The intrinsic value of gold, whatever that is, has nothing to do with it. A paper dollar has no intrinsic value at all yet is accepted as money. Why do not people swap their valueless paper dollars, which you can't eat etc etc for some paper that is less expensive and overvalued...?
Gold functions as money because it is durable, very difficult to fake, rare and hence unprintable except generally the supply increases from mines ~2.5%/annum, also it is divisible and all gold refined to the same standard is identical. These properties all make for a suitability for money. Diamonds are rare and expensive plus difficult to fake but are not divisible and all are slightly different from each other - not good as money.
Gold would, if used as a 100% backing for the money supply, take on the value dictated by the amount of currency in the system, be that M2 or whatever, without reference to any value dictated by the cost of digging it out of the ground.
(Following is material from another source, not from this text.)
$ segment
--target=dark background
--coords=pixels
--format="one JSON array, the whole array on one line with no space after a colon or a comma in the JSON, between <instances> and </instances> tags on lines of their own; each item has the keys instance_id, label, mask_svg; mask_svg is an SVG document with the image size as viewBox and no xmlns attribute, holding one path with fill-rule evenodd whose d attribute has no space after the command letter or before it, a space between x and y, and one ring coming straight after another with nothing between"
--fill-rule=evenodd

I don't expect it would form a 100% backing so I don't expect it to rise to $50,000 but we're not so far off 10% of that for a fractional gold system. You could swap your paper for gold should you so wish, it may keep the pollies and bankers a little more hamstrung than they are now as they would need a minimum amount of gold to cover requests for specie instead of paper (De Gaulle requested payment from the US in gold instead of dollars in the late 60's as it became clear the dollar was overvalued relative to gold. Of course Nixon had to stop that so he 'closed the gold window').